Tranexamic acid is expensive; the retail price is $1.34/500-mg capsule. For example a dose of
4000 mg/day for 5 days would cost a patient $64.34/month including the dispensing fee. Common
reasons for discontinuing the medication include side effects, cost and the inconvenience
associated with multiple dosing. Many patients will adjust their dose - finding a balance of
efficacy, minimal toxicity, cost, and frequency of dosing. It is our experience that some
patients find this balance with a minimal dose of 500 mg taken twice daily. In this study we
propose to investigate whether the minimal effective and tolerated dose of tranexamic acid,
based on the PBAC score, quality of life factors, and tolerability of side effects is less
than the current Canadian recommended dose of 1000 mg orally four times a day.
Study Objectives:
- Primary Objective
- To determine if the minimal effective and tolerated dose of tranexamic acid for
girls and women with menorrhagia who have bleeding disorders is lower than the
current dose of 1000 mg orally, four times a day, as recommended by the Clinical
Practice Guidelines for the Management of Abnormal Uterine Bleeding by the Society
of Obstetricians and Gynecologists of Canada and the Canadian Hemophilia Society
document on the Management of Women with Bleeding Disorders.
- Secondary Objectives
- To determine an accurate estimate of the proportion of women who present to our
clinics with menorrhagia who have an underlying bleeding disorder.
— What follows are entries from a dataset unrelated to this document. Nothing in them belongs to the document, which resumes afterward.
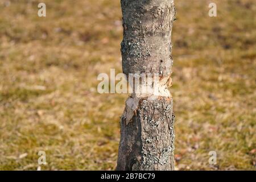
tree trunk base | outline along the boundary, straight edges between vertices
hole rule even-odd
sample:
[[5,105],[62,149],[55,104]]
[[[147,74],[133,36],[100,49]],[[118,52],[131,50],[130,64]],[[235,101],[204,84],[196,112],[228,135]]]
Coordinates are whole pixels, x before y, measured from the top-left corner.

Based on the
literature this is expected to be 10%-30%.
- To determine the effect of body mass index (BMI), age, dose-related side effects,
concurrent medications and quality of life factors on the optimal dose of
tranexamic acid.
Study hypotheses:
- Primary hypothesis
- The minimal effective and tolerated dose of tranexamic acid required by women with
menorrhagia who have bleeding disorders is lower than the current Canadian
recommendation of 1000 mg orally, four times daily (4000 mg/day).
- Secondary hypotheses
- The true proportion of women with menorrhagia who have bleeding disorders is
under-reported.
- Women with menorrhagia without bleeding disorders require a lower dose of
tranexamic acid than women with menorrhagia with bleeding disorders.
- In addition to the presence of a bleeding disorder, there are likely other factors
including age, BMI, tolerance of side effects, subjective assessment of bleeding,
quality of life issues and compliance that impact on the dosing of tranexamic acid
in women with menorrhagia.
- A decision tool can be developed to aid in dosing women with menorrhagia based on
risk factors such as the presence of a bleeding disorder, age and BMI.